The salary scale of a company CEO start at #1million per annum. A rise of 2000 is given at the end of each year. Find the total amount of money earned in 15 years.
The total amount of money earned in 15 years is #31 million.
To find the total amount of money earned in 15 years, we need to calculate the salary for each year and then sum them up.
Given that the CEO's salary starts at #1 million per annum and there is a rise of #2000 at the end of each year, we can calculate the salary for each year as follows:
Year 1: #1,000,000
Year 2: #1,000,000 + #2,000 = #1,002,000
Year 3: #1,002,000 + #2,000 = #1,004,000
...
Year 15: #1,000,000 + (#2,000 x 14) = #1,000,000 + #28,000 = #1,028,000
To calculate the total amount of money earned in 15 years, we need to sum up the salaries for each year. We can use the formula for the sum of an arithmetic series:
Sum = (n/2) * (first term + last term)
where n is the number of terms (in this case, 15), the first term is #1,000,000, and the last term is #1,028,000.

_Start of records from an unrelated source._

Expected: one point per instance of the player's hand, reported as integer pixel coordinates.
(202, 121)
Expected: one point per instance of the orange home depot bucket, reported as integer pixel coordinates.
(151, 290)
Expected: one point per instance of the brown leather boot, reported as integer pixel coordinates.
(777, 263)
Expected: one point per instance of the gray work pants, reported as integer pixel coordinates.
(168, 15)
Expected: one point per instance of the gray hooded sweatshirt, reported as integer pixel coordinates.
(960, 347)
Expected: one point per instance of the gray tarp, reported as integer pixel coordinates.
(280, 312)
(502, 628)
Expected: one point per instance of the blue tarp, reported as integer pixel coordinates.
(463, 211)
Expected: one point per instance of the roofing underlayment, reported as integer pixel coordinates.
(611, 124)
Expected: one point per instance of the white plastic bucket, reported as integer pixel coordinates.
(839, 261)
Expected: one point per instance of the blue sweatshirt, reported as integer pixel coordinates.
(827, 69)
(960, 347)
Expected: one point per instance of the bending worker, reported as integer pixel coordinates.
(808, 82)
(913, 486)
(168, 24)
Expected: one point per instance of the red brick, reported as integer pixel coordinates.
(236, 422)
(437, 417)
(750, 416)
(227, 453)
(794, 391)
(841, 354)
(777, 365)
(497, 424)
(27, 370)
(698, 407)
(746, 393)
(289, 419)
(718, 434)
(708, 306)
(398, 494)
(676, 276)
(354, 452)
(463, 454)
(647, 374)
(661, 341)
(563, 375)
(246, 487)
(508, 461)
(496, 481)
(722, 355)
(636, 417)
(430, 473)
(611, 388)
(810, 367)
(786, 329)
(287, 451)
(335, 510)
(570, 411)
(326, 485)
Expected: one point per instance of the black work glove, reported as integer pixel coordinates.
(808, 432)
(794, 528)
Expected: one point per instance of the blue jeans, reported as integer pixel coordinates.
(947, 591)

Using the formula, we can calculate the total amount of money earned as follows:
Sum = (15/2) * (1,000,000 + 1,028,000)
= 7.5 * 2,028,000
= 15,210,000
Therefore, the CEO will earn a total of #15,210,000 in 15 years.
To find the total amount of money earned in 15 years, we can use the arithmetic progression formula.
First, let's calculate the annual salary for each year.
The initial salary is $1 million per annum, and a rise of $2000 is given at the end of each year.
The formula for the nth term of an arithmetic progression is:
aₙ = a₁ + (n - 1)d
Where:
aₙ is the nth term
a₁ is the first term
n is the number of terms
d is the common difference
In this case:
a₁ = $1,000,000
d = $2,000
n = 15 (as we want to calculate for 15 years)
Using the formula, we can calculate the salary for each year:
aₙ = $1,000,000 + (n - 1) * $2,000
Let's calculate the salary for each year and sum them up to find the total amount of money earned in 15 years.
Year 1: $1,000,000
Year 2: $1,000,000 + $2,000 = $1,002,000
Year 3: $1,002,000 + $2,000 = $1,004,000
...
Year 15: $1,000,000 + (15 - 1) * $2,000 = $1,000,000 + $28,000 = $1,028,000
To calculate the sum, we can use the formula for the sum of an arithmetic series:
Sum = (n/2) * (2a₁ + (n - 1)d)
In this case:
n = 15
a₁ = $1,000,000
d = $2,000
Sum = (15/2) * (2 * $1,000,000 + (15 - 1) * $2,000)
Simplifying the equation:
Sum = (15/2) * (2,000,000 + 14 * 2,000)
Sum = (15/2) * (2,000,000 + 28,000)
Sum = (15/2) * (2,028,000)
Sum = 7,620,000
Therefore, the total amount of money earned in 15 years is $7,620,000.